Fin dall’inizio un punto fondamentale della strategia seguita è stato dar voce alle diversità. Era importante mostrare che la questione della rappresentanza delle generazioni future trascende singoli ambiti o visioni: non tocca solo i temi della fede o dell’ecologia, ma una vasta gamma di questioni che riguardano i giovani, la pace, l’intelligenza artificiale, la salute, lo sviluppo internazionale e il cambiamento climatico. Tale diversità è confermata dalla varietà dei partner, il cui numero continua a crescere: ognuno porta la propria prospettiva, il proprio punto di vista e le proprie argomentazioni, arricchendo così la narrazione e aumentandone la capacità attrattiva. Il manifesto iniziale è stato poi perfezionato in collaborazione con i partner. Questo processo non solo ha migliorato il documento, ma ha anche garantito che rappresentasse davvero una visione collettiva.
L’attività di lobby a favore di un cambiamento sistemico è un’impresa impegnativa, spesso priva di progressi immediati. Per questo si sono elaborate diverse strategie, in modo da rendere visibili sia il tema sia le richieste politiche avanzate. In particolare, si è fatto ricorso a diverse piattaforme di social media per sensibilizzare e coinvolgere un pubblico più ampio; è stata prodotta e diffusa un’ampia gamma di materiali informativi a sostegno della causa; i partner hanno partecipato attivamente a eventi organizzati da altri portatori di interesse, sfruttando tali opportunità per fare rete e diffondere il messaggio; si sono organizzati incontri con funzionari che ricoprono ruoli decisionali chiave nelle istituzioni europee.
Una tappa significativa della campagna è stata raggiunta prima delle elezioni europee di giugno 2024, quando un gruppo trasversale di europarlamentari ha fatto proprie le istanze del progetto in una lettera aperta che invitava il Consiglio europeo a includere la rappresentanza delle generazioni future nell’Agenda strategica. Anche se l’obiettivo non è stato raggiunto, questi sforzi sono riusciti a dare rilevanza al tema.
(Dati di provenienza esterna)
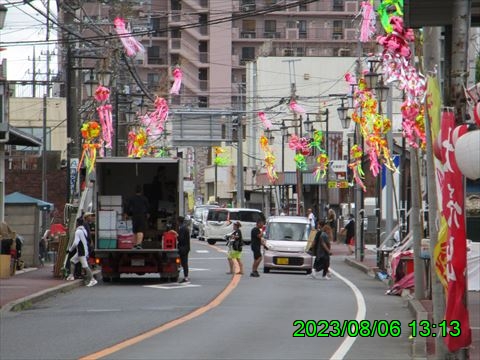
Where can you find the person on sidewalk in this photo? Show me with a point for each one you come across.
(311, 219)
(349, 232)
(235, 244)
(322, 251)
(332, 222)
(183, 247)
(257, 241)
(80, 246)
(137, 209)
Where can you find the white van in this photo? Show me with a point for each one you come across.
(220, 221)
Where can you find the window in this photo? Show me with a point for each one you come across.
(153, 79)
(217, 215)
(37, 132)
(338, 5)
(302, 29)
(270, 26)
(248, 53)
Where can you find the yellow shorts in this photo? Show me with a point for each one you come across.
(234, 254)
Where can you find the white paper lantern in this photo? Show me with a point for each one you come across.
(467, 154)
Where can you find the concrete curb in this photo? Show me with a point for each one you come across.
(419, 344)
(27, 301)
(362, 267)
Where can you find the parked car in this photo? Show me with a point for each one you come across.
(220, 221)
(197, 217)
(286, 238)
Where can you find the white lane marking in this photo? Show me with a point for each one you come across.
(172, 286)
(361, 312)
(198, 269)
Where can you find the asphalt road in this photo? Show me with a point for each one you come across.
(255, 321)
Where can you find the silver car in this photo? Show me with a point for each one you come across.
(286, 238)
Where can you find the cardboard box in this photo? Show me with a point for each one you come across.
(107, 234)
(107, 219)
(125, 241)
(107, 243)
(110, 200)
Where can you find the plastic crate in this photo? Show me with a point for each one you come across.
(107, 243)
(126, 241)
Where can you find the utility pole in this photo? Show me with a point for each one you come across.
(298, 126)
(240, 187)
(431, 58)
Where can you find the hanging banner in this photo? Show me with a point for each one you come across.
(453, 208)
(433, 107)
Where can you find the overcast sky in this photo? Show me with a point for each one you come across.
(24, 24)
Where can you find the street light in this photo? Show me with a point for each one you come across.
(3, 15)
(375, 82)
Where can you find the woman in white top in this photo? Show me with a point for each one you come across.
(80, 245)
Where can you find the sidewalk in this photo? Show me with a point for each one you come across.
(424, 348)
(31, 285)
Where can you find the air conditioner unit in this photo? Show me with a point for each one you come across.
(351, 34)
(292, 34)
(248, 7)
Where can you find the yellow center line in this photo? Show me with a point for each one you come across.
(171, 324)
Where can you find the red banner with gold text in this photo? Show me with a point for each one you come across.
(453, 208)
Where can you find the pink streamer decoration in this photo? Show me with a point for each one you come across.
(267, 124)
(132, 46)
(367, 29)
(294, 107)
(177, 81)
(102, 93)
(105, 115)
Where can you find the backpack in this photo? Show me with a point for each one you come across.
(237, 245)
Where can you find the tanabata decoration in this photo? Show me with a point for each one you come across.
(137, 143)
(373, 128)
(91, 143)
(367, 29)
(295, 108)
(316, 140)
(322, 167)
(131, 45)
(155, 121)
(221, 158)
(104, 111)
(356, 154)
(269, 159)
(267, 124)
(386, 10)
(177, 81)
(300, 161)
(396, 66)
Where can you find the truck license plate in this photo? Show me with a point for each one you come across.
(138, 262)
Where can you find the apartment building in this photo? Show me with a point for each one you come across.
(212, 41)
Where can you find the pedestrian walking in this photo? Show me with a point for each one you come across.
(183, 247)
(257, 241)
(349, 232)
(137, 209)
(332, 222)
(80, 247)
(235, 244)
(311, 219)
(322, 250)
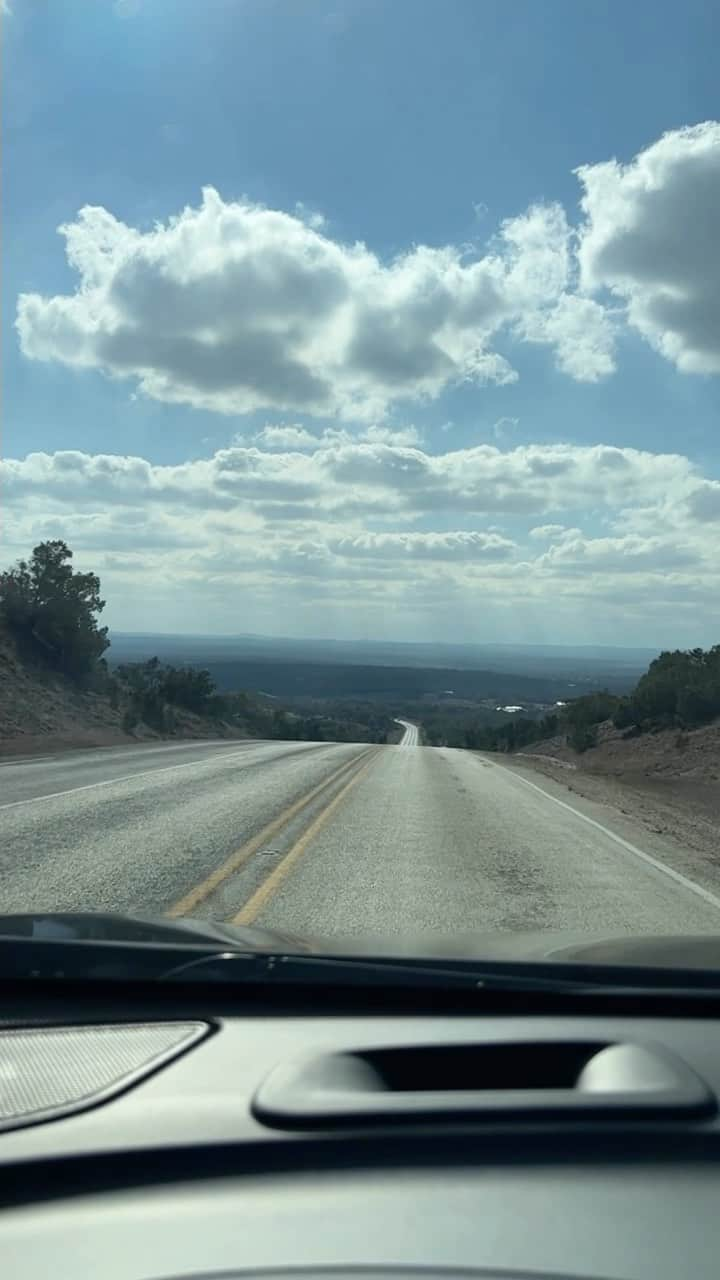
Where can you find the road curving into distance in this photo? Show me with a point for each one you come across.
(336, 839)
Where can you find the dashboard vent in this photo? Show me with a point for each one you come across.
(48, 1073)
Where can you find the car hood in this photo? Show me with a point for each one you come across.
(565, 947)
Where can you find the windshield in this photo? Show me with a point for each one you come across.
(360, 484)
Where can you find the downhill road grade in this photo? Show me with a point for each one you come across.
(336, 839)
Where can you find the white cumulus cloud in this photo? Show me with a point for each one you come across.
(235, 307)
(652, 236)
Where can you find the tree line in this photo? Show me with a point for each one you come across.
(51, 613)
(679, 690)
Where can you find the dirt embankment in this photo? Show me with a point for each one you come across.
(41, 712)
(669, 781)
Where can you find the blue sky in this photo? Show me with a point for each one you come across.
(408, 127)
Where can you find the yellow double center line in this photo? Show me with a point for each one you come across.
(185, 905)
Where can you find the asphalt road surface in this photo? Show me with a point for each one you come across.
(336, 839)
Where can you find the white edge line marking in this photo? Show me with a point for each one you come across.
(126, 777)
(624, 844)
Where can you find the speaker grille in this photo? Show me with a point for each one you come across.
(46, 1073)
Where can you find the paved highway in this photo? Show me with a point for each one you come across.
(342, 839)
(410, 736)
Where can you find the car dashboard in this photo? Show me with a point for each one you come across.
(191, 1137)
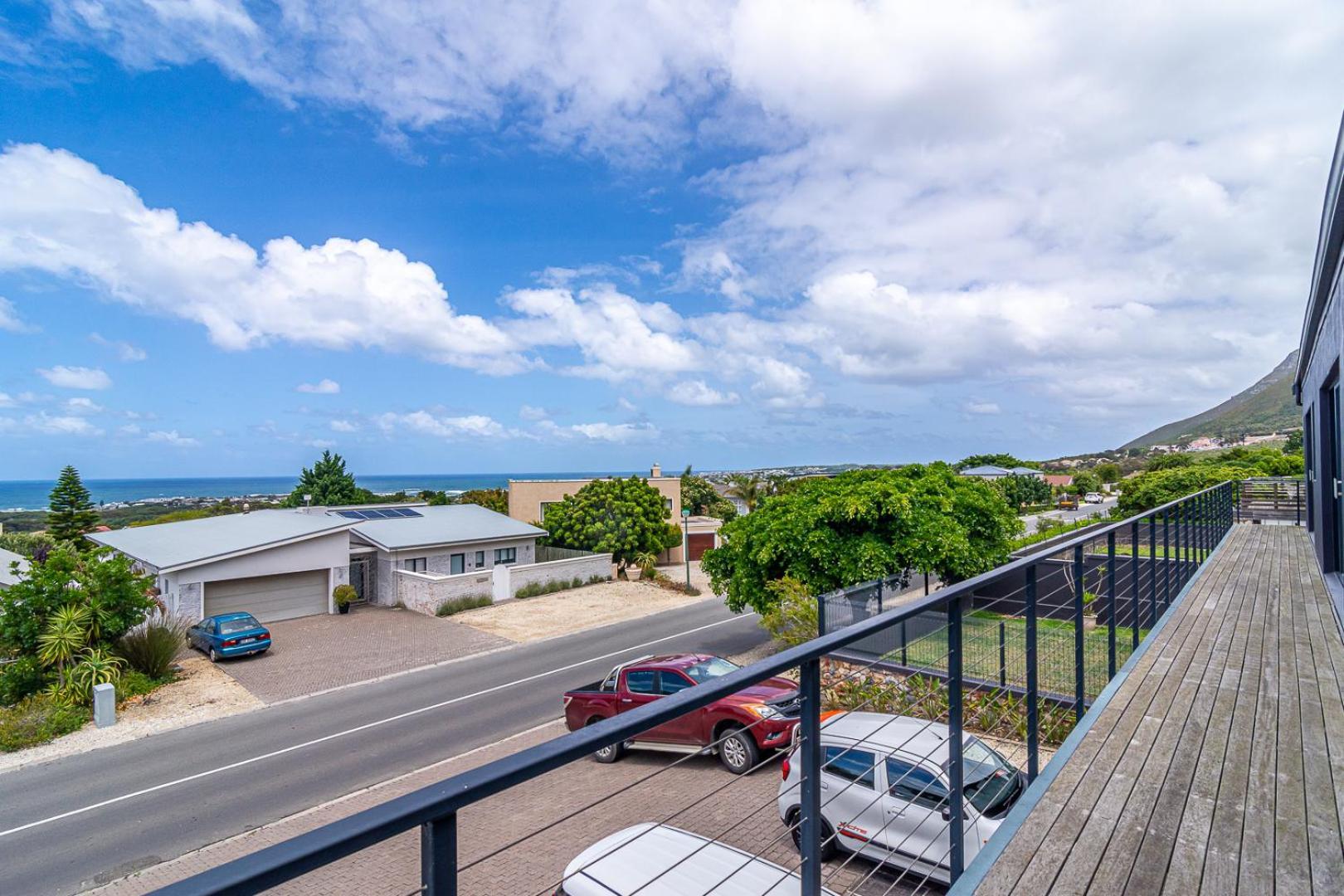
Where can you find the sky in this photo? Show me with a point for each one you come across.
(527, 236)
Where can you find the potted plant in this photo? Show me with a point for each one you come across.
(344, 596)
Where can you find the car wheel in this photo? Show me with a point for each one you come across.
(830, 845)
(738, 752)
(611, 752)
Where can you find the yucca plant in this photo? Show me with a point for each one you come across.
(152, 646)
(66, 635)
(95, 666)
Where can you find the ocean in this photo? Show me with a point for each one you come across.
(32, 494)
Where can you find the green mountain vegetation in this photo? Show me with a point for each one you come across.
(1265, 407)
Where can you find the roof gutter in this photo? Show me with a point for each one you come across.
(1326, 271)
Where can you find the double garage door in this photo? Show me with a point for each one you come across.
(270, 597)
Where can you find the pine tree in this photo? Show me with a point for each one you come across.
(71, 512)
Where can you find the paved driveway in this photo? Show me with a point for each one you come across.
(318, 653)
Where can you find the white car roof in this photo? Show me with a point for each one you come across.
(879, 731)
(617, 865)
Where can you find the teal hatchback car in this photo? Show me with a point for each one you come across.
(229, 635)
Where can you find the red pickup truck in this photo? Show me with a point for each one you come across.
(758, 718)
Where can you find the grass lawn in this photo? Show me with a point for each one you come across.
(1054, 652)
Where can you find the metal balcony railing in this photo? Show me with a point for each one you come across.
(1042, 633)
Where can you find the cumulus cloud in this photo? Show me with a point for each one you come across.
(10, 317)
(85, 377)
(699, 394)
(173, 437)
(442, 426)
(65, 217)
(125, 351)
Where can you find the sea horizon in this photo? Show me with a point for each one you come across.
(32, 494)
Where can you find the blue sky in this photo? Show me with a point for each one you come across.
(593, 238)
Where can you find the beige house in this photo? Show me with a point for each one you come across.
(528, 499)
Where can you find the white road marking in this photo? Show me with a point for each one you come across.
(358, 728)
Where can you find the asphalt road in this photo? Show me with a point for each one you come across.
(85, 820)
(1069, 516)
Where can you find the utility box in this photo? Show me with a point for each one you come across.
(104, 705)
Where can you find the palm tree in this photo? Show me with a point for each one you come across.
(746, 488)
(66, 635)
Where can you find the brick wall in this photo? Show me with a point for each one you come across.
(425, 592)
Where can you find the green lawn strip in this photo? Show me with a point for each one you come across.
(1054, 652)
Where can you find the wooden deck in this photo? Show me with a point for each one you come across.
(1218, 765)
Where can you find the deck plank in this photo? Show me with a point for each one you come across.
(1220, 763)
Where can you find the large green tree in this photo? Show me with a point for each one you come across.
(626, 518)
(105, 585)
(71, 511)
(835, 533)
(329, 483)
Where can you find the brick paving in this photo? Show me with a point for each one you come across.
(318, 653)
(743, 813)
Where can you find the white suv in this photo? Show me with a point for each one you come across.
(884, 789)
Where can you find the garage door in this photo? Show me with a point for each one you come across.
(269, 597)
(698, 544)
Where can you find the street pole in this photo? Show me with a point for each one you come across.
(686, 546)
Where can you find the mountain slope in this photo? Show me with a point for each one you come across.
(1265, 407)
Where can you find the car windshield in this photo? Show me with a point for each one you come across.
(992, 783)
(234, 626)
(711, 668)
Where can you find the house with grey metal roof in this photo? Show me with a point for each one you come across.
(285, 563)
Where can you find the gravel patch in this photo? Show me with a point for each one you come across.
(201, 694)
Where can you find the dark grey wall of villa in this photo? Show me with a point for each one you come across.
(1320, 373)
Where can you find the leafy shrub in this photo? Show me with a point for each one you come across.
(793, 618)
(37, 720)
(22, 679)
(152, 646)
(468, 602)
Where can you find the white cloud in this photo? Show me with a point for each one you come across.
(85, 377)
(82, 406)
(10, 317)
(65, 217)
(444, 426)
(173, 437)
(698, 394)
(125, 351)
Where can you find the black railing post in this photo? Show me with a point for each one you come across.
(1032, 733)
(1003, 657)
(1152, 571)
(1133, 585)
(810, 747)
(438, 856)
(1079, 631)
(955, 777)
(1166, 558)
(1110, 605)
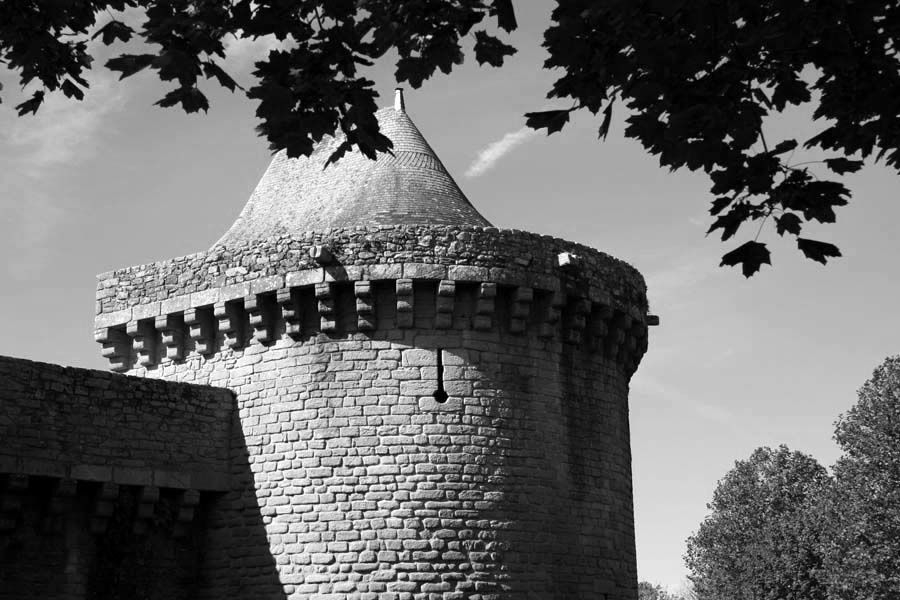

Anche la campagna per la nomina di un Commissario per le generazioni future si è dimostrata un’operazione ardua, considerata da molti come una proposta fin troppo audace, persino irrealistica. Tuttavia, la campagna è stata capace di catturare l’immaginazione e di raccontare una storia in cui ci si può riconoscere. Dopo un lungo periodo dominato dalla gestione emergenziale di varie crisi, l’invito a concentrarsi su questioni a lungo termine ha suscitato l’attenzione di molti politici, al punto che l’idea di prendersi cura del futuro non ha trovato detrattori immediati. Questa mancanza di opposizione può rappresentare un’opportunità importante, consentendo di concentrarsi su una narrazione positiva e coinvolgente piuttosto che sprecare energie e risorse in un atteggiamento difensivo.
Con il progredire della campagna, le strategie si sono adattate di conseguenza, facendo tesoro di ogni piccolo passo in avanti per ripartire con slancio ancora maggiore. In particolare, ci si è concentrati sulle buone pratiche già esistenti e si è cercato di mostrare come l’istituzione di un Commissario per le generazioni future sia non solo una proposta attraente, ma un elemento indispensabile per il successo e la resilienza a lungo termine dell’UE.
Le prospettive dopo le elezioni europee
A elezioni europee concluse, Ursula von der Leyen, nella sua corsa per la rielezione a Presidente della Commissione europea, ha inserito nelle linee guida per il suo secondo mandato un impegno in linea con l’obiettivo dell’iniziativa, affermando: «Dobbiamo anche garantire che le decisioni prese oggi non danneggino le generazioni future e che ci sia una maggiore solidarietà e dialogo tra persone di età diverse. Per portare avanti questo lavoro, nominerò un Commissario le cui responsabilità includeranno la garanzia dell’equità intergenerazionale». La sua rielezione da parte del Parlamento europeo ha quindi avvicinato la campagna alla realizzazione del suo obiettivo. Questo sviluppo rappresenta un notevole passo in avanti, che mostra come il concetto di rappresentanza delle generazioni future abbia acquistato credito ai più alti livelli delle istituzioni europee.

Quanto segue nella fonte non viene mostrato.